J.D. Rhoades’s Fortunate Son is a violent, fast-paced crime narrative that goes beyond guns, criminals, and high-speed chases to explore themes like loneliness, hope, loss, and redemption. Within the same story, Rhoades offers a variety of subplots: a man looking to make amends for a mistake he made 13 years ago, a mother desperately looking for her sons, a youngster coming to terms with the fact that he is happy to have left his past behind, and a cop learning to navigate the dangerous waters where informants, dishonest supervisors, and powerful criminals meet. The result of this mixture of interconnected stories is a novel that constantly moves forward while entertaining readers with its cinematic qualities and occasional humor.

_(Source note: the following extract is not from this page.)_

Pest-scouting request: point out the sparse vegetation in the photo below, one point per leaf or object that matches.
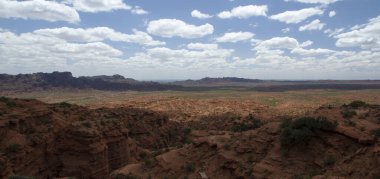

In this overly complicated standalone from Rhoades, Tyler Welch, a quarterback on his North Carolina high school football team, is taking an early morning jog when a stranger, who calls him Keith, forces him into a car at gunpoint before identifying himself as Tyler’s long-lost older brother, Mick. Meanwhile, a DEA agent and a deputy are set up in an abandoned house across the street from an informant, Savannah, and are listening to her being beaten by her lover, Charleyboy ... Shifting awkwardly among the various plot lines, Rhoades fails to make readers care about any of the sprawling cast.